Can you catch ulcerative colitis?

Ulcerative colitis cannot be transmitted.

Some causes of colitis or inflammation in the colon can be transmissible. These include inflammation caused by microorganisms or viruses.
Nevertheless, ulcerative colitis is not caused by something that can be transmitted to another person.

What is an ulcerative colitis flare-up?

A relapse is when ulcerative colitis is active. When a relapse occurs, treatment can help relieve the signs and symptoms and put the body back into a state of remission. Remission is a period of time when the disease is inactive.

During remission, you will not experience any symptoms of ulcerative colitis. However, you will probably need to take regular medication to minimise the possibility of relapses. Numerous days, months or even years may pass between relapses.

Ulcerative colitis can progress and gradually affect other parts of your colon. If ulcerative colitis affects large parts of your colon, you may regularly experience more attacks than someone who has a milder form of the problem.

Do I need a special doctor?

Especially in Europe, inflammatory bowel diseases such as Crohn’s disease or ulcerative colitis are on the rise, which is why an EU-funded project got to the bottom of the immune reactions that trigger these diseases.

The EU-MIRA project study is timely, as the incidence of inflammatory bowel disease (IBD) in Europe is the highest in the world (for reasons that remain unclear), according to the results of a study published in The Lancet: Norway has the highest incidence of ulcerative colitis associated with anal bleeding (505 people per 100,000 population), and Germany also has the highest incidence of Crohn’s disease (322 patients per 100,000 population).

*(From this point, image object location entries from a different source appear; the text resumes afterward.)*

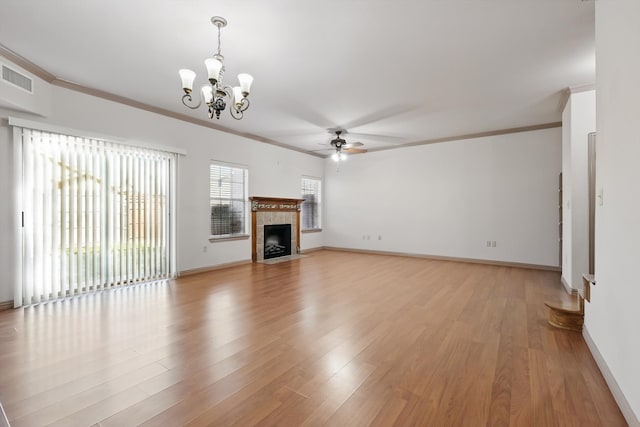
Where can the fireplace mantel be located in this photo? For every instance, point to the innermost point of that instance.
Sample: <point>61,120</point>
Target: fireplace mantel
<point>273,210</point>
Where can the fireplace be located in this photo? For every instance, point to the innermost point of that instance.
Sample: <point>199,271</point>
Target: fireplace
<point>277,240</point>
<point>279,212</point>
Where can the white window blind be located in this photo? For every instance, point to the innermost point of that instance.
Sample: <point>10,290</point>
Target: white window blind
<point>311,193</point>
<point>96,214</point>
<point>228,196</point>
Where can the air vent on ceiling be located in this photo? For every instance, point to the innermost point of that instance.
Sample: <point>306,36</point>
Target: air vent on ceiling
<point>17,79</point>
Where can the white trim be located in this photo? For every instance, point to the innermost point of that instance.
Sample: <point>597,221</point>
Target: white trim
<point>567,287</point>
<point>12,68</point>
<point>4,421</point>
<point>586,87</point>
<point>618,395</point>
<point>228,164</point>
<point>17,217</point>
<point>46,127</point>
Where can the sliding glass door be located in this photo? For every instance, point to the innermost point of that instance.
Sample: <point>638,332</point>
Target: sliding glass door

Inflammatory digestive health problems like ulcerative colitis and Crohn’s disease affect 3 million people in the US, according to 2015 data from the Centers for Illness Control and Avoidance (CDC). While this may seem like a large variety, it is a small enough group that not every medical professional has the expertise to treat the problem.

Proctology or coloproctology is a clinical specialty that deals with the diseases of the anus, more specifically the colon, rectum and anal canal. A specialist who deals with proctology is called a proctologist.
A gastroenterologist specialises in treating problems that affect the digestive tract. His experience and practice in dealing with ulcerative colitis will be of use to you in finding the best treatment programme.

What is life with ulcerative colitis like?

Persistent diseases like UC can take up a large part of daily life. Even mild symptoms can be uncomfortable.
Help is available. Support systems for people with UC exist in different areas.

Your doctor or your medical facility’s training centre can help you find the support you need.

ICD codes for this disease: K51 | K51.0 | K51.1 | K51.2 | K51.3 | K51.4 | K51.5 | K51.8 | K51.950
ICD codes are internationally valid codes for medical diagnoses. They can be found, for example, in doctors’ letters or on certificates of incapacity for work.

The web content of ÁYIO-Q.com is for your information and in no case replaces a personal consultation or treatment by a qualified physician. The contents of ÁYIO-Q.com cannot and must not be used to make independent diagnoses or for self-medication.


Information from recognised health experts on symptoms, therapies, vitamins, minerals, medicinal herbs, ÁYIO-Q Enerγó-Hydro-Therapy and ÁYIO-Q Pnoē-Therapy.